Gauthier Christian H, Abad Lawrence, Venbakkam Ananya K, Malnak Julia, Russell Daniel A, Hatfull Graham F
Department of Biological Sciences, University of Pittsburgh, Pittsburgh, PA 15260, USA.
Nucleic Acids Res. 2022 Jul 22;50(13):e75. doi: 10.1093/nar/gkac273.
Advances in genome sequencing have produced hundreds of thousands of bacterial genome sequences, many of which have integrated prophages derived from temperate bacteriophages. These prophages play key roles by influencing bacterial metabolism, pathogenicity, antibiotic resistance, and defense against viral attack. However, they vary considerably even among related bacterial strains, and they are challenging to identify computationally and to extract precisely for comparative genomic analyses. Here, we describe DEPhT, a multimodal tool for prophage discovery and extraction. It has three run modes that facilitate rapid screening of large numbers of bacterial genomes, precise extraction of prophage sequences, and prophage annotation. DEPhT uses genomic architectural features that discriminate between phage and bacterial sequences for efficient prophage discovery, and targeted homology searches for precise prophage extraction. DEPhT is designed for prophage discovery in Mycobacterium genomes but can be adapted broadly to other bacteria. We deploy DEPhT to demonstrate that prophages are prevalent in Mycobacterium strains but are absent not only from the few well-characterized Mycobacterium tuberculosis strains, but also are absent from all ∼30 000 sequenced M. tuberculosis strains.

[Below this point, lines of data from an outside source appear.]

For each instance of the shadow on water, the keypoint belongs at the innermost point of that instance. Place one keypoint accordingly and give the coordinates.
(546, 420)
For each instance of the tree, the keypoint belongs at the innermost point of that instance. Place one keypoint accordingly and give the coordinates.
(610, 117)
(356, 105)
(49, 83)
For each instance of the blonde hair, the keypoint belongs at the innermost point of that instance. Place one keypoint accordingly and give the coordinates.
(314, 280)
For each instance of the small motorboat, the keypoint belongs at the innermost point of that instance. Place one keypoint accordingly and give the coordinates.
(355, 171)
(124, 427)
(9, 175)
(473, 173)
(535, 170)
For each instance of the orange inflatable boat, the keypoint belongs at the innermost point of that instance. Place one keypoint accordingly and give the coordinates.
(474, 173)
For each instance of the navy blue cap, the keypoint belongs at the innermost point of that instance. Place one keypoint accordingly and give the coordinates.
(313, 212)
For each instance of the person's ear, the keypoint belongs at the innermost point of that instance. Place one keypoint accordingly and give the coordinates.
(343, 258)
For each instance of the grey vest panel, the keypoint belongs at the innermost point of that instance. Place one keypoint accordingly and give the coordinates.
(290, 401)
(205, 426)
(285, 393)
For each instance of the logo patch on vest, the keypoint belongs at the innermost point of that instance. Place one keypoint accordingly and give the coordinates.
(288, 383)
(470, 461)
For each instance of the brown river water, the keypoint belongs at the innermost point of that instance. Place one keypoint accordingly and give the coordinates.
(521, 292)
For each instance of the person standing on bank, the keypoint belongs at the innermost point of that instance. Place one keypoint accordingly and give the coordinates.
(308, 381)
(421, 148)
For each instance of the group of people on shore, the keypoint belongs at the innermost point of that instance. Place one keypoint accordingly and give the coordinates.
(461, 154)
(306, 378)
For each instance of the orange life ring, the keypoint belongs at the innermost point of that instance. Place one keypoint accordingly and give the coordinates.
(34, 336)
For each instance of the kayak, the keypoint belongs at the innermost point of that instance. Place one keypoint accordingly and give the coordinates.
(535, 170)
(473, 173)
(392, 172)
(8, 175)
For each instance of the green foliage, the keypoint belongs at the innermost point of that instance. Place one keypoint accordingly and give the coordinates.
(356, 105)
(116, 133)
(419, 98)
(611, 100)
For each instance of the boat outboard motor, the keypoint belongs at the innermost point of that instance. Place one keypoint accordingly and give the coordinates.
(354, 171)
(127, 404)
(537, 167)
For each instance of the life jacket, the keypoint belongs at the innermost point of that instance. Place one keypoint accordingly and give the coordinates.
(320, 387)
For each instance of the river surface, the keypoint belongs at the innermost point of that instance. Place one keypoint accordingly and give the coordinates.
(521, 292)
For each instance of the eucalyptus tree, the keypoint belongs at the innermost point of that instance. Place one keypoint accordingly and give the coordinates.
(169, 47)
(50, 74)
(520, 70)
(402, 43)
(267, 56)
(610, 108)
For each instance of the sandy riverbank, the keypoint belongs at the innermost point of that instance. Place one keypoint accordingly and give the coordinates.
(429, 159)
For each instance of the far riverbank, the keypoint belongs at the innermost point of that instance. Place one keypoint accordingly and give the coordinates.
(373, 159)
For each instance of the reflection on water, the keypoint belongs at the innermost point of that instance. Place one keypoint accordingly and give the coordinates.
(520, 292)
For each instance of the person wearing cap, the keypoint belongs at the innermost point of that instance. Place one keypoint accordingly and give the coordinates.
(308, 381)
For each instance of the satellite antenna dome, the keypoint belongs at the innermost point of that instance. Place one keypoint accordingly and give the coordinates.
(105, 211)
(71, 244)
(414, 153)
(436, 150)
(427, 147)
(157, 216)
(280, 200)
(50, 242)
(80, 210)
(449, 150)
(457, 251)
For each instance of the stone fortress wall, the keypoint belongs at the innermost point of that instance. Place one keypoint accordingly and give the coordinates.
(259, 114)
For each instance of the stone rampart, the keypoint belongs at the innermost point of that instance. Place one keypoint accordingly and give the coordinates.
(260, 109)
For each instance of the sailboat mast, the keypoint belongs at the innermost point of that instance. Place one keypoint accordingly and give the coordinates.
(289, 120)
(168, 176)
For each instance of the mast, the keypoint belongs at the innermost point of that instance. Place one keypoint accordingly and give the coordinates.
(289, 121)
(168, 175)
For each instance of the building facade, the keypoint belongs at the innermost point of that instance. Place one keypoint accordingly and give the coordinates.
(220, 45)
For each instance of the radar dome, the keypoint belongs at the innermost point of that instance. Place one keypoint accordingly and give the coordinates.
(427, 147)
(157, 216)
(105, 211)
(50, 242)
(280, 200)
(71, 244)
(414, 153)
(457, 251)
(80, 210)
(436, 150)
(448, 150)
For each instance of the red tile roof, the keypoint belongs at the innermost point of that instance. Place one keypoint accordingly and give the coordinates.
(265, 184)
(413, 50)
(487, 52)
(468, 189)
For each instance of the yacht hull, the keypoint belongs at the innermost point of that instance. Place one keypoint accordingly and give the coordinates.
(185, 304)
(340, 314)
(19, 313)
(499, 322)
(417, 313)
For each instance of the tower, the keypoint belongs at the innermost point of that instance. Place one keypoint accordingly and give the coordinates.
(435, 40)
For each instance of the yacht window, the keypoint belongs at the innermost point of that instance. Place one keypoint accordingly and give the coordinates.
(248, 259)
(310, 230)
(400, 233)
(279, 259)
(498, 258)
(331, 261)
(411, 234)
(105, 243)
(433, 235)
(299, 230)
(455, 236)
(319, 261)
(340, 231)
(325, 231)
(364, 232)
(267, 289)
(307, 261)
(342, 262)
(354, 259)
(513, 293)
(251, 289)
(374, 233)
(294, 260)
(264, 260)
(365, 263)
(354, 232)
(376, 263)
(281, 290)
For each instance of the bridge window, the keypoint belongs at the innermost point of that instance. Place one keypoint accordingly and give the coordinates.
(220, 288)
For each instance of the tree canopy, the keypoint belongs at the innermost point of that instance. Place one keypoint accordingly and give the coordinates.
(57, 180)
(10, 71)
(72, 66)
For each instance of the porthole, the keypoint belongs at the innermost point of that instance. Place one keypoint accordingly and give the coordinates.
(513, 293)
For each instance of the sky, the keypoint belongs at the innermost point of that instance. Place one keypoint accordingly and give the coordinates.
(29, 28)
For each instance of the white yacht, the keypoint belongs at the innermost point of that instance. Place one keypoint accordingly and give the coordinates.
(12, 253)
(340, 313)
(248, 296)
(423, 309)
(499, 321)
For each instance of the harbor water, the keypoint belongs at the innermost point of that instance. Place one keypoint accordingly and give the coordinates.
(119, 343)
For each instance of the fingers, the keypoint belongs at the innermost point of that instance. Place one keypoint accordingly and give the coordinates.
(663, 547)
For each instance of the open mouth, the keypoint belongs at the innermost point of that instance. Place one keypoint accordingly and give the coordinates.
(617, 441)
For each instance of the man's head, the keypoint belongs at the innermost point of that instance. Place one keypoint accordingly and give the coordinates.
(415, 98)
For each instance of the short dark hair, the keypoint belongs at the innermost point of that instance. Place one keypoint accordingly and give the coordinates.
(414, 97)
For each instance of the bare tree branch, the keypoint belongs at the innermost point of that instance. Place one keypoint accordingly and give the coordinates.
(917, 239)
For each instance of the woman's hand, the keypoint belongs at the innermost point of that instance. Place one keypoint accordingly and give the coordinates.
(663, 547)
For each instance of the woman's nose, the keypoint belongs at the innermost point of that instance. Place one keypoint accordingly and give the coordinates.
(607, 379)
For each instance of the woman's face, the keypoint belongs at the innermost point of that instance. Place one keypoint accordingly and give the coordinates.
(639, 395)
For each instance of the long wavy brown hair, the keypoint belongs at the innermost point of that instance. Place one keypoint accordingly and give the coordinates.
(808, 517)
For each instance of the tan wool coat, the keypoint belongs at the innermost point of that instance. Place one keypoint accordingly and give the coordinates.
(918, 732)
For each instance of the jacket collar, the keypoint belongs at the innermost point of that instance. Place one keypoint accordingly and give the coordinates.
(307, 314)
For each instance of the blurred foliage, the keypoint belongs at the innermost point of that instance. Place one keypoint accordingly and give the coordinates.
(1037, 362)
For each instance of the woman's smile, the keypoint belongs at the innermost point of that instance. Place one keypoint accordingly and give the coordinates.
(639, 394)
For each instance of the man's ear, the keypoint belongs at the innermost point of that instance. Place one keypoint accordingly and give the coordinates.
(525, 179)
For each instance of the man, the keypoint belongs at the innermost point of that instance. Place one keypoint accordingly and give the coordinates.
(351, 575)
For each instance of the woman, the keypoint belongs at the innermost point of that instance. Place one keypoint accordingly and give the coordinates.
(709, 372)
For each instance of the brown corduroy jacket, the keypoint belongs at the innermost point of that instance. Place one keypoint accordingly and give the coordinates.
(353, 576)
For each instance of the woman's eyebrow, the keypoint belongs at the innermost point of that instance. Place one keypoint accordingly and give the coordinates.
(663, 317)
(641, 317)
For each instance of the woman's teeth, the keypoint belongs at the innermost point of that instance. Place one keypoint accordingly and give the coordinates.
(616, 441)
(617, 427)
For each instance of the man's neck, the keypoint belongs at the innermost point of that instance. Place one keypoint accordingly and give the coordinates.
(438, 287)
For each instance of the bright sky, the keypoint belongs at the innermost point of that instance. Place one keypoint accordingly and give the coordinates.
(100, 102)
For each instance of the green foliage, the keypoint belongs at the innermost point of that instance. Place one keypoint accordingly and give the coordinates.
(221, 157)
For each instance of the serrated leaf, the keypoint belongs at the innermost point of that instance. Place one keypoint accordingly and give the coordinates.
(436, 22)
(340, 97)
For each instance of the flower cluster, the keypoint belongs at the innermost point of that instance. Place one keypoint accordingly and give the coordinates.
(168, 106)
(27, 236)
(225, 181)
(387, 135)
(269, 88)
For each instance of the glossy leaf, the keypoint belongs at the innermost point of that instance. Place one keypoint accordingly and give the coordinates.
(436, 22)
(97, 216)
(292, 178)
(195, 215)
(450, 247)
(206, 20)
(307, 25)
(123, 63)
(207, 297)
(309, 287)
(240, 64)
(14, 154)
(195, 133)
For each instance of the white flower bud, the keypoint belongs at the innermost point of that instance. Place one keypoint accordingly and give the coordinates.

基因组测序技术的进步已产生了数十万条细菌基因组序列,其中许多都整合了源自温和噬菌体的原噬菌体。这些原噬菌体通过影响细菌代谢、致病性、抗生素抗性以及对病毒攻击的防御发挥关键作用。然而,即使在相关细菌菌株中,它们也存在很大差异,并且在计算上识别它们以及精确提取用于比较基因组分析都具有挑战性。在这里,我们描述了DEPhT,一种用于原噬菌体发现和提取的多模式工具。它有三种运行模式,便于快速筛选大量细菌基因组、精确提取原噬菌体序列以及进行原噬菌体注释。DEPhT利用区分噬菌体和细菌序列的基因组结构特征进行高效的原噬菌体发现,并通过靶向同源性搜索进行精确的原噬菌体提取。DEPhT专为在分枝杆菌基因组中发现原噬菌体而设计,但也可广泛应用于其他细菌。我们使用DEPhT来证明原噬菌体在分枝杆菌菌株中普遍存在,但不仅在少数特征明确的结核分枝杆菌菌株中不存在,而且在所有约30000条已测序的结核分枝杆菌菌株中也不存在。